I'd add some disclaimer like "users are not advised to hardcode keys, put keys in readable memory, ...".

You've made the point that "it's an example" and just for demonstration when "the device itself cannot create credentials". Though, in production, this approach is absolutely not OK in my opinion. And if anything, I'd like to make sure it doesn't come back to us.

A dump question... why not just call prvObjectImporting() and prvObjectGeneration() at one layer above? Since the two demos seem to be irrelevant to each other.... (Usually with back to back calls, I'm kind of assuming it implies a designed flow. Where as in this case, we can call these two separately or reversed order. )

From my understanding... prvObjectImporting() parses an existing private key, and call C_CreateObject to recreate a key based on the information extracted from the existing key. And prvObjectGeneration() generates key pair.

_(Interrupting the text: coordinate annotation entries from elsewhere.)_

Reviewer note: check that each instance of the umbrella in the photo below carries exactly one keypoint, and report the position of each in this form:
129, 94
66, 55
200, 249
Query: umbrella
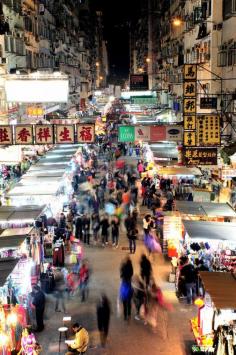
85, 186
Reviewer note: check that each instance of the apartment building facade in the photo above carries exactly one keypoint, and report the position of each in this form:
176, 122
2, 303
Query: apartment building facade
201, 32
48, 36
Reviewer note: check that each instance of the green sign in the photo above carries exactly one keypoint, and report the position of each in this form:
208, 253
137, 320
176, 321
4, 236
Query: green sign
126, 134
143, 100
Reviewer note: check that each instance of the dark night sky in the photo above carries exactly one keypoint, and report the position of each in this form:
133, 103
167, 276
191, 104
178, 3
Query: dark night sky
117, 15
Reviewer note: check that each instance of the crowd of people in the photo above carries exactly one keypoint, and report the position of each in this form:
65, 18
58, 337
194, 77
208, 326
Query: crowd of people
103, 205
146, 295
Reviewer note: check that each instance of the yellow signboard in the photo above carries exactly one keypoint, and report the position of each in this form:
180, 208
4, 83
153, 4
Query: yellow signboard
190, 122
190, 89
189, 105
208, 130
190, 72
189, 138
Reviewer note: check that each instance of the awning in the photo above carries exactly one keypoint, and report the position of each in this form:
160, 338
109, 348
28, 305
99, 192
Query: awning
179, 170
210, 230
16, 232
208, 209
11, 213
14, 237
221, 287
6, 268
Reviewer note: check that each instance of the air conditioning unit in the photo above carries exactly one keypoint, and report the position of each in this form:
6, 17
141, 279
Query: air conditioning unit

So it sounds like they are two work flows for IoT products.

Good point, I will update this

Hmm actually, i'd like to keep it as it is so the demo can scale up if there are more examples to be added for this, for example importing a certificate. This way it keeps the bloat down in the demo header file and main.c

(I just noticed you commented back, apologies for the delay. 80%+ of my emails go to trash directly... )

Keeping it like this is certainly fine. In the long run, maybe we want to have white paper equivalent sort of things, to call out different workflows with certificates. Or maybe on demo webpage, some wording like -- "if device is capable, we recommend ...". (All good practices could go here. Like don't load keys into memory, use secure element, ...... ) Otherwise, user could generate keys with IoT Core and load private key into memory etc.

You might have already done so in demo page, which I haven't quite read through. This comment is left in ignorance of relevant existing documentation.

Have we created FreeRTOS_P11_Key.dat until this point?

Oops, I'll move this printf to after the call to create.